Le théâtre de La Commune à Aubervilliers / © Théâtre de La Commune
Le théâtre de La Commune à Aubervilliers / © Théâtre de La Commune

Dans les années 80, El Nueve est à Mexico ce que le Palace est à Paris. Fondé par un Français, Henri Donnadieu, ce club mythique a inspiré une pièce à voir du 15 au 26 mars au théâtre de La Commune à Aubervilliers. Henri Donnadieu confie ses souvenirs à Enlarge your Paris.

Rendre hommage à un club mythique des années 80 de Mexico : c’est la proposition de la metteuse en scène Monika Gintersdorfer avec le collectif La Fleur. Du 15 au 26 mars, la troupe prend possession du théâtre de la Commune à Aubervilliers (Seine-Saint-Denis) pour redonner vie via happenings, projections et concerts à El Nueve.

Dans les années 80, El Nueve est à Mexico ce que le Palace est à Paris.

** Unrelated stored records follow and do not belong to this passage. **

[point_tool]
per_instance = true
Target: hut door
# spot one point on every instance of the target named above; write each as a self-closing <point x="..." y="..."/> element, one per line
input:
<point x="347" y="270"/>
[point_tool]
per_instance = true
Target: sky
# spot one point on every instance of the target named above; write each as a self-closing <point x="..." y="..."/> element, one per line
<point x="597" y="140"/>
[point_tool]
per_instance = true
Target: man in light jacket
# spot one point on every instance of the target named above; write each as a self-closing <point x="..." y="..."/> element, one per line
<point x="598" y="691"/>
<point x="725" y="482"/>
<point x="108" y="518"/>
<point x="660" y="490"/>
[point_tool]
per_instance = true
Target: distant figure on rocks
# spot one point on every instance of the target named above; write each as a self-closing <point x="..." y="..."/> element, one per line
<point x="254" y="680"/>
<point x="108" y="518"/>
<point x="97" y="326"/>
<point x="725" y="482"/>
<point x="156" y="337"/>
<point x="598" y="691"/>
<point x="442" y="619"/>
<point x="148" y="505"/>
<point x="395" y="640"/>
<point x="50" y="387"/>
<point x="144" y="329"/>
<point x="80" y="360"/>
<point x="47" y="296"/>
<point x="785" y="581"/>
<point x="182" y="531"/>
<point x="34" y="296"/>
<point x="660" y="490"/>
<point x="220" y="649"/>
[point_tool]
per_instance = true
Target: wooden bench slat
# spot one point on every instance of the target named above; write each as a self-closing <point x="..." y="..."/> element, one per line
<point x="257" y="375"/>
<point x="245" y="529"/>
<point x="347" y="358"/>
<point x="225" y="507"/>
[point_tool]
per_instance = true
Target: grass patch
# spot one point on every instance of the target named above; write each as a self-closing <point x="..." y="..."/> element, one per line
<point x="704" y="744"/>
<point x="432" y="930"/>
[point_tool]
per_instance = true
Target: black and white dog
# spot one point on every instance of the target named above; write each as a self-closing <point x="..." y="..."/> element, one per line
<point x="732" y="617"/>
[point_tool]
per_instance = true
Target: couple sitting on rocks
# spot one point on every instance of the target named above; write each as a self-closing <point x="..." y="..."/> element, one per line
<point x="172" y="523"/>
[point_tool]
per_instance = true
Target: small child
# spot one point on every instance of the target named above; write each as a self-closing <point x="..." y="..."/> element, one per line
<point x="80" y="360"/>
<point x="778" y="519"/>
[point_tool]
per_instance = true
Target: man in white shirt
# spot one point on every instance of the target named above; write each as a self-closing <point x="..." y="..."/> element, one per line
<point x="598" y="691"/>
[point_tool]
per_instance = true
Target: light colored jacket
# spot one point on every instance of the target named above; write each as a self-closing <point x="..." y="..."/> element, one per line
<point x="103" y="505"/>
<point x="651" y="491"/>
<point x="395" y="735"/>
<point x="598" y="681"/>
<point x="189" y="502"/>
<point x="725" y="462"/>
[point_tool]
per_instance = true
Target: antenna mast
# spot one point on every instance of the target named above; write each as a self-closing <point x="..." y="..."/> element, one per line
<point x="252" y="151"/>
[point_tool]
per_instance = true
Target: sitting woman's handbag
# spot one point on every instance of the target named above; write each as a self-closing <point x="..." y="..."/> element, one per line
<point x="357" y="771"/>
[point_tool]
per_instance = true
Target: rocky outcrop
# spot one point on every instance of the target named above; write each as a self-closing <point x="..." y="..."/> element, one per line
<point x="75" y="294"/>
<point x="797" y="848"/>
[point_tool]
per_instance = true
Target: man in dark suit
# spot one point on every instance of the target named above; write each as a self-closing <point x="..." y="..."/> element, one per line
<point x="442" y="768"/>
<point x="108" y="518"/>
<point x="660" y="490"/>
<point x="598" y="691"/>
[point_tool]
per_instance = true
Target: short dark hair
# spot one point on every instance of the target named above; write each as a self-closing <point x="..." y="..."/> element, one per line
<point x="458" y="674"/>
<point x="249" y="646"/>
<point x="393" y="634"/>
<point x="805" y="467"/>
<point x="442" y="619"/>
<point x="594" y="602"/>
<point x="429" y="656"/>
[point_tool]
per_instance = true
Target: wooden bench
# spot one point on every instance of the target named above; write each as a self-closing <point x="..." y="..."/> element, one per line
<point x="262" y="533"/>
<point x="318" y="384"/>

Le club, tourné vers la culture gay, a été fondé par Henri Donnadieu en janvier 1977. « J’étais arrivé depuis quatre ou cinq semaines quand nous avons ouvert le lieu, raconte Henri Donnadieu, aujourd’hui âgé de 79 ans. Auparavant, je passais fréquemment mes vacances au Mexique. Mais j’en avais une vision de touriste. J’ignorais complètement la répression qui s’exerçait contre les homosexuels. Dès qu’une boîte gay ouvrait, les autorités la fermaient… » El Nueve ne subit pas le même sort. « Sans doute pensait-on que je bénéficiais de connaissances haut placées en France. Ce qui n’était absolument pas le cas ! Mais ils nous ont laissés travailler. »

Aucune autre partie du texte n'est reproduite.